Stephen Colbert, late of The Colbert Report and currently the host of The Late Show on CBS, has been promoting his latest endeavor, Our Cartoon President. Produced by Colbert, the new animated series focuses on the foibles of the U.S. president, the self-described “stable genius” who currently occupies the White House, portraying Donald Trump and the extended White House staff as a dysfunctional family. The comedian and producer showed up at the Langford Hotel in Pasadena in January, where he spoke about his new parody, which debuted Jan. 28 for streaming online and can also be seen Sunday nights on Showtime.

How would you describe the show?

It’s about what’s going on behind the doors of the most important house in the world with the most important man in the world. We treat this like it’s a documentary crew that’s able to go into the White House and they’ve been honored to have the cartoon president say, “You can come in and film it.” Now, the problem there is, we’re not investing a lot of animation time into Rex Tillerson — at this point

What do you think of the new best seller Fire and Fury by Michael Wolff?

Our series looks to exploit the internal drama of the White House at a time which, thanks to Wolff’s book, has become more intense than ever. I think he must have stolen all 10 of our episodes to write it, because there is nothing in that book that isn’t in our show. And we just guessed.

Has Trump been manna from heaven for late-night comedy writers?

Thank you for not loading your question! The great comedic benefit is how uncontrolled his communications with the world are. And he does that so often that you always have fresh material. The great thing about the Trump administration is, whatever you imagine — you’re right. Everything else is a lie. I love my country more than I love a good joke, but I don’t want to describe that as a good thing. I would happily do with less.

Do you worry about boosting his credibility?

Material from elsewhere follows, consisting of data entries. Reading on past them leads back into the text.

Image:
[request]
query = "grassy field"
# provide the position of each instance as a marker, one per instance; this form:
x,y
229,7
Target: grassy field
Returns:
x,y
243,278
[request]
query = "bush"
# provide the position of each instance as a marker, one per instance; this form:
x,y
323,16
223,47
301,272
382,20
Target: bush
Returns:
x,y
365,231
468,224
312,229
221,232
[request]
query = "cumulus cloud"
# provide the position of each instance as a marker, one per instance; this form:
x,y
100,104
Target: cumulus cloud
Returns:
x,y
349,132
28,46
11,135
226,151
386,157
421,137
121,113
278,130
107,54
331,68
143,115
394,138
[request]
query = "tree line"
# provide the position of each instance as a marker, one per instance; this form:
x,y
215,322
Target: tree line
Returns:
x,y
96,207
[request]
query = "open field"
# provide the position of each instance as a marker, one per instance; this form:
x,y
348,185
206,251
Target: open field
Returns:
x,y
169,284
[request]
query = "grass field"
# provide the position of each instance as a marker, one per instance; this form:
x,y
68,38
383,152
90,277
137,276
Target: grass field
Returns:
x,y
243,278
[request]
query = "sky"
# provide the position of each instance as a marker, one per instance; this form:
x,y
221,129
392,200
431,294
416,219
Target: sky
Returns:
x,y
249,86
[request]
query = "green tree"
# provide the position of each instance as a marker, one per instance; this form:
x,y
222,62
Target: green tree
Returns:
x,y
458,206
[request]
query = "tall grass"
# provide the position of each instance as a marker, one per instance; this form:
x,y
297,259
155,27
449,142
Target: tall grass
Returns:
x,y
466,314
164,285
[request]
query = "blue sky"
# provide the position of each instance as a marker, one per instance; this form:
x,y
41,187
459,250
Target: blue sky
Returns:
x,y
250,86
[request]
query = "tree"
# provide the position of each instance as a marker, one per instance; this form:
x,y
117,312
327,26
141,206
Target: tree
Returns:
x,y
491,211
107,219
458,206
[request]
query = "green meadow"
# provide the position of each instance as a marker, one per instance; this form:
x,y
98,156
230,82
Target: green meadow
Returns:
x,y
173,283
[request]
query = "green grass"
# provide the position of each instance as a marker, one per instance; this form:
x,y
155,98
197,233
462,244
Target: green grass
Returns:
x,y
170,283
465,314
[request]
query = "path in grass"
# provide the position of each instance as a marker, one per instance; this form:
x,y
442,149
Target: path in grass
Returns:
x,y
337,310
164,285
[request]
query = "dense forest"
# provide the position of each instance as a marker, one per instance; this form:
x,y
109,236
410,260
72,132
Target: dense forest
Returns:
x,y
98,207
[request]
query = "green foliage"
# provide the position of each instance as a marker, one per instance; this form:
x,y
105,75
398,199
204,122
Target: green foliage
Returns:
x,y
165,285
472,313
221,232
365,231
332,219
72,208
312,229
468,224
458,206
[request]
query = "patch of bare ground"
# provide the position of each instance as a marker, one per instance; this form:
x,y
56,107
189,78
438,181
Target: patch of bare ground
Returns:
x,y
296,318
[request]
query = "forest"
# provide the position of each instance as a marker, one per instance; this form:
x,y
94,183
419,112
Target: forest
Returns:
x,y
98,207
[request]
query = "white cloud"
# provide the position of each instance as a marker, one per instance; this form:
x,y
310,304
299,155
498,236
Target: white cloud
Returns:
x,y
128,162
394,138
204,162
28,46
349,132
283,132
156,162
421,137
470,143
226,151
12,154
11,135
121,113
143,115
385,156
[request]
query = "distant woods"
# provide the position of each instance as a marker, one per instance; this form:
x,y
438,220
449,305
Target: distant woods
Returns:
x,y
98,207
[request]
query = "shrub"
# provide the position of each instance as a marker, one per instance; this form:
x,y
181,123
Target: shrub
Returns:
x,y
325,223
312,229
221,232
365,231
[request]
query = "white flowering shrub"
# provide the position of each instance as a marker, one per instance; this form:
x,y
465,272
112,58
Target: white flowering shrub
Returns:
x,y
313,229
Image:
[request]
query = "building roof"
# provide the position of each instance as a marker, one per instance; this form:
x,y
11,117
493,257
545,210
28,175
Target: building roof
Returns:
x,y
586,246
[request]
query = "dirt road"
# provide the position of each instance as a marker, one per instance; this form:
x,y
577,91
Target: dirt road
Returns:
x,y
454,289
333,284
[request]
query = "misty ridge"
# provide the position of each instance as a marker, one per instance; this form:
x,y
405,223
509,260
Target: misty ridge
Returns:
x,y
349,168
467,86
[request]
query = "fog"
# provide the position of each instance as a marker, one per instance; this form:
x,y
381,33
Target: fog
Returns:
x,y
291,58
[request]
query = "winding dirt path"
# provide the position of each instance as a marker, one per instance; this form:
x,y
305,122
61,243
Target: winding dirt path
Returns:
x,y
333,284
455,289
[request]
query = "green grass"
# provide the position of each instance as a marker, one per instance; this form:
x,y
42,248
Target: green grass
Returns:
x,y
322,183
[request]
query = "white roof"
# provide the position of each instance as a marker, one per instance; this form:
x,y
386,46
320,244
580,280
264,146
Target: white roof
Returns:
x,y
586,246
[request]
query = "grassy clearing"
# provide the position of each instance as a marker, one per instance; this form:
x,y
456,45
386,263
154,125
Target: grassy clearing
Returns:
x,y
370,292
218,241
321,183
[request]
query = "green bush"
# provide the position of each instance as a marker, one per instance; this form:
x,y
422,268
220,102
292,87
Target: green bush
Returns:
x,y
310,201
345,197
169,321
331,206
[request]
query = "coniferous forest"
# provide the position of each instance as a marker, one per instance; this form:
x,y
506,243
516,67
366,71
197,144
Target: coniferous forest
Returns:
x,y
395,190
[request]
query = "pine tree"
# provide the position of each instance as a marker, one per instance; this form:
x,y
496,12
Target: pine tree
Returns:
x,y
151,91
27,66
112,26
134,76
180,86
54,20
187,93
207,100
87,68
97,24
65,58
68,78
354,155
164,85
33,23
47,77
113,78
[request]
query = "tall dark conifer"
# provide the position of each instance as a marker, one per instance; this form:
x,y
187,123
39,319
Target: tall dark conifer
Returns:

No, I don’t think we’re complimenting him by making a cartoon out of him. The subjects we’re picking are dark enough that they reflect the stakes of truly cartoonish behavior in the actual 1600 Pennsylvania Ave. And that’s one of the reasons why we want to include the topical things, to keep reminding the audience that, while we’re doing a comedy and it’s always going to be comedy, it’s a cartoon, so it’s always funny to look at. But also remind them that this behavior is really not what you want in the White House.

Is there a risk of getting Trump fatigue?

There’s no escaping him. It’s like having oxygen fatigue. People ask, “How do you, like, deal with the news every day? Does it wear on you?” I’m, like, “Yeah, but I have this great thing where I get to go out to the audience and we have this sort of shared catharsis to laugh at it.” If I didn’t get to do the show, I’d be much more tired of the president, but it keeps it fresh to be able to laugh at the devil.

Out of the Box is a semi-regular column by VCReporter staff and contributors about television and streaming content.